I write this with a certain amount of fear that too many will take offence without looking at the real issues. I welcome constructive discussion on his matter however, as it's something that affect our community quite deeply.
There's a quiet "in-house" discrimination amongst gay guys (in fact, its amongst all the LGBT community, but I'll leave that for another blog).
Here's an example of the problem
In it's simplest form it comes down to masculine gays not liking effeminate gays. On the surface, it seems like a basic need for tolerance and acceptance, as stated in the article link above. But I think there are much deeper issues involved.
There is the simple issue of the type of person we like. We all have preferences for a partner, from hair colour down to personality and character. This is perfectly valid and should not be an issue in the slightest. However, when we impose our personal preferences as a judgement onto others we have crossed the line into discrimination and bigotry.
But there's another reason why so many of the more "masculine" gays don't like the feminine ones. Sadly there is a generalisation that femme guys are petty and bitchy.
There's a reason we have generalisations - they are mostly true, and as a result tend to be applied to all who fit the general description.
Personally, I hate pettiness, gossip, backstabbing and bitchiness in anyone, and have very little time for it. One thing I've noticed as I interact with the broad LGBT community, is that femme guys in particular display these characteristics far too often, to the point of being predictable. I hate it with a passion! And I have to admit it puts me on guard whenever I meet effeminate guys. I don't want to, and I genuinely want to assume the best of every person I meet.
But despite my best intentions, time after time, effeminate guys seem to see the world through the lens of petty gossip.
As I said this is a generalisation, and I give my sincere apologies to all those beautiful people who don't fit this picture. I also have to say that in spite of this, I genuinely see the best in people and choose to exercise empathy to everyone. I will never discriminate against anyone.
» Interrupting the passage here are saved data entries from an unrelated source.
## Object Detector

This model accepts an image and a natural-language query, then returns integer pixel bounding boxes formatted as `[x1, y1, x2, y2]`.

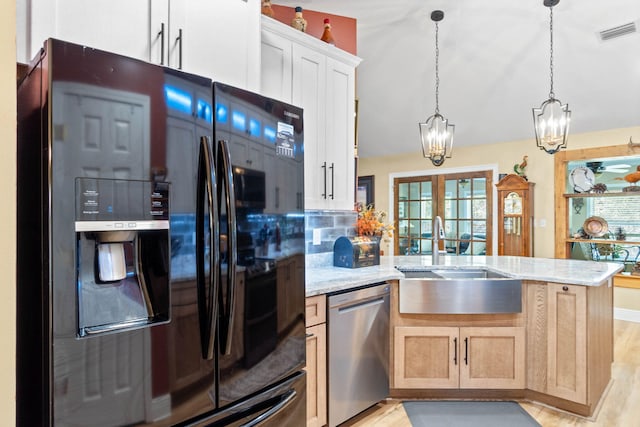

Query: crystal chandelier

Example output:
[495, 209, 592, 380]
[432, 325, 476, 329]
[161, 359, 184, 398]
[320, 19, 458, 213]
[419, 10, 454, 167]
[532, 0, 571, 154]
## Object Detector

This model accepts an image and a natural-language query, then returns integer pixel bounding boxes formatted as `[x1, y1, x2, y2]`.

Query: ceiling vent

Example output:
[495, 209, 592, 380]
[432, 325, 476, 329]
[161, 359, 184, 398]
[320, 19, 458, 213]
[598, 21, 637, 41]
But I will choose the level of interaction I have with people in the interest of healthy boundaries.
So... after saying all this, what are we to do? Why is this so prevalent?
Lets look at it without involving sexuality or gender. If you met someone who was into belittling, gossiping and generally being shallow and self absorbed, would you avoid them and leave them to it? Straight girls... if you have a friend who is like that, you tend to avoid them for your own mental health. We all do!
This is the crux of the matter. An effeminate gay guy can be fun loving and absolutely beautiful. They can be caring and deeply compassionate, full of empathy and a great confidant. But there are many who you know you simply would not trust.
This really comes down to the personal paradigms of so many effeminate gays who have allowed themselves to be defined by their insecurities, abuse and rejection. These produce the underlying fears that result in this sort of behaviour. It's a problem that we desperately need to address, with compassion and unconditional love - not judgement and more rejection.
We really are a persecuted minority and we must support each other, but we must also be realistic and have the guts to examine our own biases and paradigms.
We are bigger than this. We must learn to love, to validate each other and ourselves.